2.4. Implementation and Model Fit

For RCTs, the effect of the single-zero event trial was estimated by the method proposed by Greenland et al. [51]. All models were performed using Hamiltonian Monte Carlo algorithms, as implemented in the RStan package (version 2.21.2) in the R statistical environment (version 4.0.3, R Foundation for Statistical Computing, Vienna, Austria). As a comparison, we estimated the results of RCTs using a Bayesian random effects meta-analysis. We fitted four chains for each model, each with 5000 iterations, the first half of which were considered warmups and discarded. Convergence was judged to have occurred when R ^ (the potential scale reduction factor) was no greater than 1.1 for all parameters [52].

3. Results

3.1. Effectiveness of PPV23 Vaccination against IPD in Elderly Patients

The Bayesian meta-analysis including only RCTs had a posterior median of 0.29 and a 95% credibility interval (CrI) [0.06, 1.45], which indicated that based on the RCT evidence, the PPV23 is not effective against IPD. The posterior median and 95% CrI based on the NDS were 0.42 and (0.29, 0.58), which indicated the effectiveness of PPV23 against IPD in elderly patients.
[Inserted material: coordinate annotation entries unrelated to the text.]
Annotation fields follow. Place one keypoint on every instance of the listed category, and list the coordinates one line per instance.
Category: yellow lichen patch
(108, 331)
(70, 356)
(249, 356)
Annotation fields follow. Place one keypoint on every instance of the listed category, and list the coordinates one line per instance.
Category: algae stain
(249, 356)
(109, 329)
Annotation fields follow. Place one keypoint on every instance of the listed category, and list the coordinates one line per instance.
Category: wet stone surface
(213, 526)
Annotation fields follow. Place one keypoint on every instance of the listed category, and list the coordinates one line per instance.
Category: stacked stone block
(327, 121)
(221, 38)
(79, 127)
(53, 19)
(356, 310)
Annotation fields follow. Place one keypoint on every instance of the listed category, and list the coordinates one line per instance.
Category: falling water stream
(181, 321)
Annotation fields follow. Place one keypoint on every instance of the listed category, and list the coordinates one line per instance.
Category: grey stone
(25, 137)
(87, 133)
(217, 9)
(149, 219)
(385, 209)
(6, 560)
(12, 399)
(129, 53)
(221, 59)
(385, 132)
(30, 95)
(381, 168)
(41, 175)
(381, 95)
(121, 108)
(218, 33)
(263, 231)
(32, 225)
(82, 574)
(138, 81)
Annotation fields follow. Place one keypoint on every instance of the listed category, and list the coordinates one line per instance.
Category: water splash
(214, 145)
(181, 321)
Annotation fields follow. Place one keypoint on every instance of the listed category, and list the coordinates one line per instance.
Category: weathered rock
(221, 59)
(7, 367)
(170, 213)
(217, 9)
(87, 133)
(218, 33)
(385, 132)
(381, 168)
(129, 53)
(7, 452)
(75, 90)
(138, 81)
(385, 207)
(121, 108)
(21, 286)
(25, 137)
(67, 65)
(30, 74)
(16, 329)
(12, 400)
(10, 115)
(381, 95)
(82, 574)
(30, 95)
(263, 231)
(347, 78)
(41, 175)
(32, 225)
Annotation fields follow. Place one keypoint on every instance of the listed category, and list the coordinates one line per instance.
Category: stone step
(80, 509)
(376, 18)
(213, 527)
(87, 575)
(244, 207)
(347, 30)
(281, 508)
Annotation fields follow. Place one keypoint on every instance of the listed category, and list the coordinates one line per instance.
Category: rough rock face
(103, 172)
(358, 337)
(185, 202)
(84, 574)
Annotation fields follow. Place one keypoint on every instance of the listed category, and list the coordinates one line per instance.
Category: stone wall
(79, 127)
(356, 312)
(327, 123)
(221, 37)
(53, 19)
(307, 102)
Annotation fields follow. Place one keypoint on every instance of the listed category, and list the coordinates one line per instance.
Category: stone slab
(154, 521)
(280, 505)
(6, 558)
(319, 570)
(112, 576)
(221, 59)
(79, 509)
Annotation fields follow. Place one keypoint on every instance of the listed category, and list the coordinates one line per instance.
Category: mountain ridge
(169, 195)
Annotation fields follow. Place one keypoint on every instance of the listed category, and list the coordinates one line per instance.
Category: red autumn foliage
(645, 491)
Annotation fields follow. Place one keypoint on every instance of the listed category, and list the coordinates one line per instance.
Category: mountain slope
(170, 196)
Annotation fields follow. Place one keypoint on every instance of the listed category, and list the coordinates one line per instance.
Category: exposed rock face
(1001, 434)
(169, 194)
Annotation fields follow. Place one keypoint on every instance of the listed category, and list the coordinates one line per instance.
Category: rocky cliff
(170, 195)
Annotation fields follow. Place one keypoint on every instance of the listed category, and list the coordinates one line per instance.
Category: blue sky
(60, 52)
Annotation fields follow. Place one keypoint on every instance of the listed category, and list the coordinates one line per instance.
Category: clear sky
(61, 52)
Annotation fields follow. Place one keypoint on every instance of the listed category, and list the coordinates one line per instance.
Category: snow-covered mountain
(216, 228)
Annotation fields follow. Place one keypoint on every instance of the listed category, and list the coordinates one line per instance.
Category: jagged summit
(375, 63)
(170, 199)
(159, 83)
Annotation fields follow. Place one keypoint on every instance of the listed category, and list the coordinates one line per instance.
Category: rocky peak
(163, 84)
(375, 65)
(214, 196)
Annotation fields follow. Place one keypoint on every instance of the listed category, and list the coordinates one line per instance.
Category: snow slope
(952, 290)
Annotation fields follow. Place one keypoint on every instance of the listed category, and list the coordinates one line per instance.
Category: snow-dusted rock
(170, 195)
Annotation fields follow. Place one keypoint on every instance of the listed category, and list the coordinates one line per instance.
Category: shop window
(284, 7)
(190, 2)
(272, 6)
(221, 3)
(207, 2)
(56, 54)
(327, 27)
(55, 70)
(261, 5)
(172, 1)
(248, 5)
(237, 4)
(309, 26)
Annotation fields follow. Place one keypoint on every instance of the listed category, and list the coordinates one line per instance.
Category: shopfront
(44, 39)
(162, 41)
Table 3 shows the posterior median and 95% CrI of the effectiveness of PPV23 vaccination against IPD in elderly patients using the DAS, RPI, and THM. The models, except for the THM, consistently showed the effectiveness of PPV23 vaccination against IPD in elderly patients. By comparing the length of the intervals between the NDS and the other three models, we found that the length of the interval of the NDS was much smaller than that of the other three models. We also observed that the length of the interval in the estimates obtained from the four models was much smaller than the estimates from only RCTs.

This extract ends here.